- Tue 11 May 2010
- Tips and Tricks
- Rick Jones
Cartographica 1.2 offers a new user interface for creating choropleth maps, which includes more advanced color palette options and a new Jenks classification for displaying categories of data on your map. This post highlights the new process for creating choropleth maps and talks about some of the advantages of the new user interface.
In order to create a choropleth map follow the steps listed below...
In the example, we are using data collected from the Washington D.C. GIS Data Catalogue, which includes city block groups with 2000 census data on demographic characteristics. In the example we are going to map the population of each block group. We want to divide the population of the block groups into 7 categories
Bring up the Style window for the target layer
Select the field that you are interested in (POP2000) and click on the "+" button in the window seven times in order to create the number of categories needed for the example.
Click the distribute button (this used to do a straight-line distribution, but now uses Jenks Natural Breaks)

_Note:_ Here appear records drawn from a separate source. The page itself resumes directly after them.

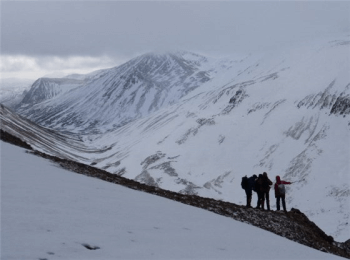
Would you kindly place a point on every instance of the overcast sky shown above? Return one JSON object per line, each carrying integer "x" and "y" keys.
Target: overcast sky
{"x": 42, "y": 37}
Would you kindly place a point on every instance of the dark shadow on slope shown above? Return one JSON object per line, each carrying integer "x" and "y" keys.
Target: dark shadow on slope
{"x": 294, "y": 225}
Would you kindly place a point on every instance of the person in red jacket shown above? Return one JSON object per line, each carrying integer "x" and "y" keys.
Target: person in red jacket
{"x": 278, "y": 194}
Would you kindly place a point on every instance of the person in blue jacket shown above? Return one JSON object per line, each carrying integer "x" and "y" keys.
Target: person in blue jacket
{"x": 249, "y": 189}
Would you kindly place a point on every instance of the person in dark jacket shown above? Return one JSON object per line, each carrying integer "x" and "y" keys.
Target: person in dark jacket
{"x": 265, "y": 190}
{"x": 258, "y": 191}
{"x": 280, "y": 196}
{"x": 249, "y": 189}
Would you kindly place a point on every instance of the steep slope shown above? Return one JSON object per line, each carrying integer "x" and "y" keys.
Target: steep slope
{"x": 12, "y": 91}
{"x": 286, "y": 113}
{"x": 92, "y": 219}
{"x": 119, "y": 95}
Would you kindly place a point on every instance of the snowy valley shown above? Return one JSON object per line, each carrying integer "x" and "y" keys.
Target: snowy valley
{"x": 195, "y": 125}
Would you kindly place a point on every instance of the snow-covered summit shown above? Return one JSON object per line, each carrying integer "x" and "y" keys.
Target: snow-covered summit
{"x": 284, "y": 112}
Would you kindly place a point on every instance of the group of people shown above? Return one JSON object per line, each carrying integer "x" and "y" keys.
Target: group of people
{"x": 261, "y": 185}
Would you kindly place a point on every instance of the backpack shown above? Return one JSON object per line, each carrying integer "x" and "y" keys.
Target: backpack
{"x": 244, "y": 182}
{"x": 281, "y": 189}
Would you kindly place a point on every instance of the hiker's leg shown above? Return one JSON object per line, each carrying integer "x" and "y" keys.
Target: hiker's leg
{"x": 262, "y": 200}
{"x": 247, "y": 196}
{"x": 268, "y": 200}
{"x": 284, "y": 203}
{"x": 259, "y": 200}
{"x": 278, "y": 202}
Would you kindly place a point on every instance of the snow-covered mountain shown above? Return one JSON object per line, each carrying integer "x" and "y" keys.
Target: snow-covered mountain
{"x": 12, "y": 90}
{"x": 114, "y": 97}
{"x": 284, "y": 112}
{"x": 50, "y": 213}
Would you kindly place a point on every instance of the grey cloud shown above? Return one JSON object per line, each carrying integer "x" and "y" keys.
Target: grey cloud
{"x": 125, "y": 28}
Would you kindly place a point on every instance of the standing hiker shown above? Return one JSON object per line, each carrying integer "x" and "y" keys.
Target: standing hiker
{"x": 265, "y": 190}
{"x": 247, "y": 185}
{"x": 258, "y": 191}
{"x": 280, "y": 193}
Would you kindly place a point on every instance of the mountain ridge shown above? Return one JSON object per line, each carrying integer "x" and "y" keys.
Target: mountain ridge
{"x": 286, "y": 113}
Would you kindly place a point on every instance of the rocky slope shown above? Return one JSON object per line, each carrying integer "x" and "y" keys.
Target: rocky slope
{"x": 293, "y": 225}
{"x": 285, "y": 112}
{"x": 114, "y": 97}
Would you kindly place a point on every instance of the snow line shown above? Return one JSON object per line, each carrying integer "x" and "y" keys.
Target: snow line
{"x": 293, "y": 225}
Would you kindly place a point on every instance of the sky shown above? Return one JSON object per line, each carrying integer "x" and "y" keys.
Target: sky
{"x": 60, "y": 37}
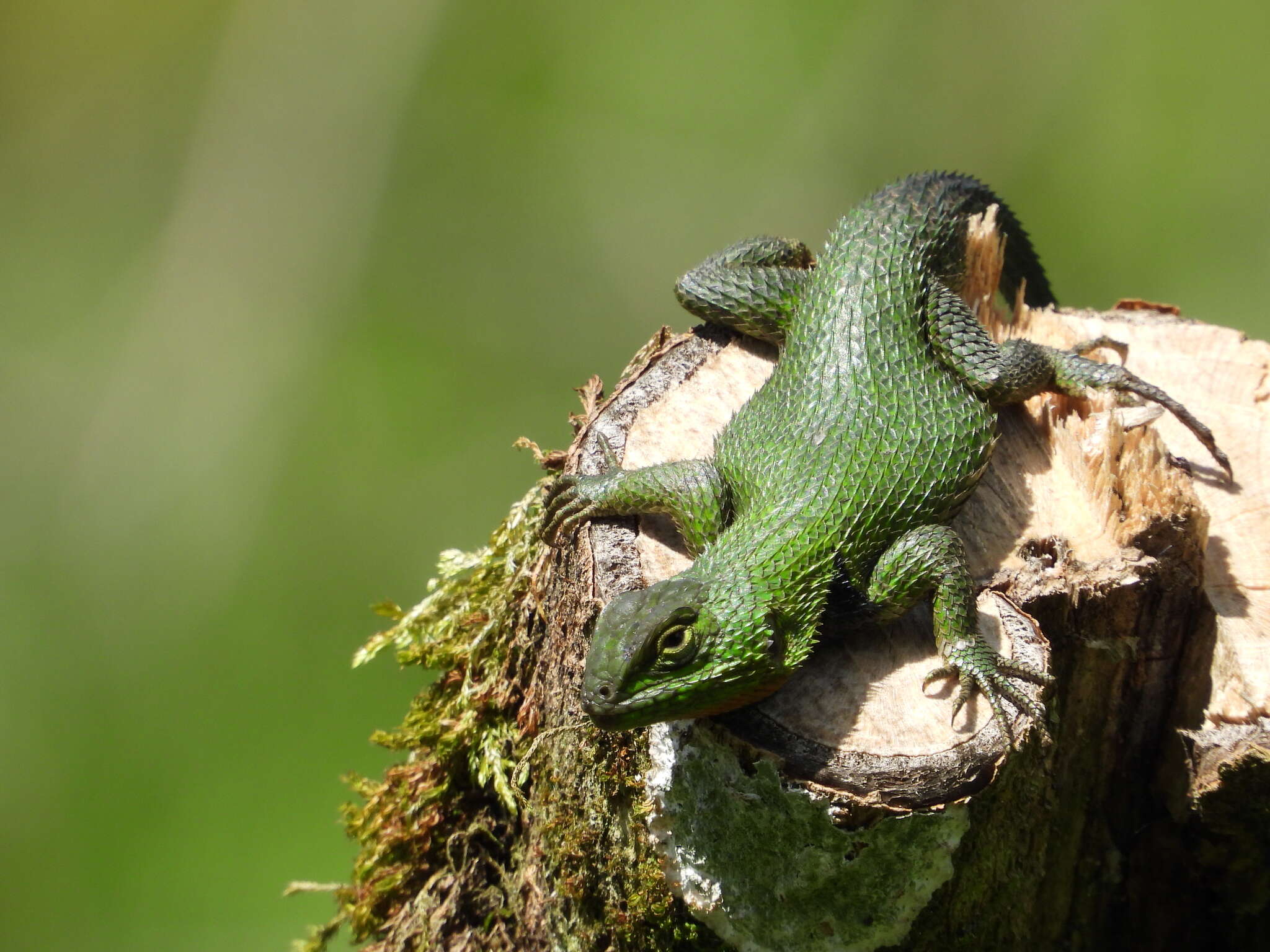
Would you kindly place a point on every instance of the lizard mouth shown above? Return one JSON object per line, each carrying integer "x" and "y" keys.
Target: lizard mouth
{"x": 609, "y": 714}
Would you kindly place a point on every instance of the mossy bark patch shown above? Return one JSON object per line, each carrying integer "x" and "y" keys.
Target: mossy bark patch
{"x": 765, "y": 866}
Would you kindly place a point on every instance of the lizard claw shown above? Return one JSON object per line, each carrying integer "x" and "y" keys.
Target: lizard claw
{"x": 978, "y": 667}
{"x": 573, "y": 499}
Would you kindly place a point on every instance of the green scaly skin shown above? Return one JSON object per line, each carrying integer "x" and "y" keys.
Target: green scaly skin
{"x": 843, "y": 469}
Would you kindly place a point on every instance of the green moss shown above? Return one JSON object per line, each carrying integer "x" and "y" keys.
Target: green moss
{"x": 766, "y": 867}
{"x": 446, "y": 835}
{"x": 436, "y": 828}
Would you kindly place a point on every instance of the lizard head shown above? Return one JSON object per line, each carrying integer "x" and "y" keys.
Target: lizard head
{"x": 672, "y": 651}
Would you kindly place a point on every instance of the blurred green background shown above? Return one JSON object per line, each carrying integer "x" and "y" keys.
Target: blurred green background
{"x": 282, "y": 280}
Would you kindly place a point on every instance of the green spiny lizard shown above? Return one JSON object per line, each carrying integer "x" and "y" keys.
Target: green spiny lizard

The final step is identifying each newly reclassified category with a unique color so that it can be represented on the map. The best way to to do this is go to Window and then Show Color Palettes and then drag and drop the color ramp onto the Block Group layer. This will assign the color ramp to the seven categories in order from the lowest category to the highest. Also users should note that they can create unique color ramps while working inside of the Color Palette Window.
If you want more colors, it's easy to add more either manually, or you can use ColorBrewer 2 (Flash required) to choose a palette of colors, click on the export button to bring up the text with the colors in it, copy those and then paste directly into the Color Palette window and a new palette will be created. You can then drop that right on your style list and it'll change the colors.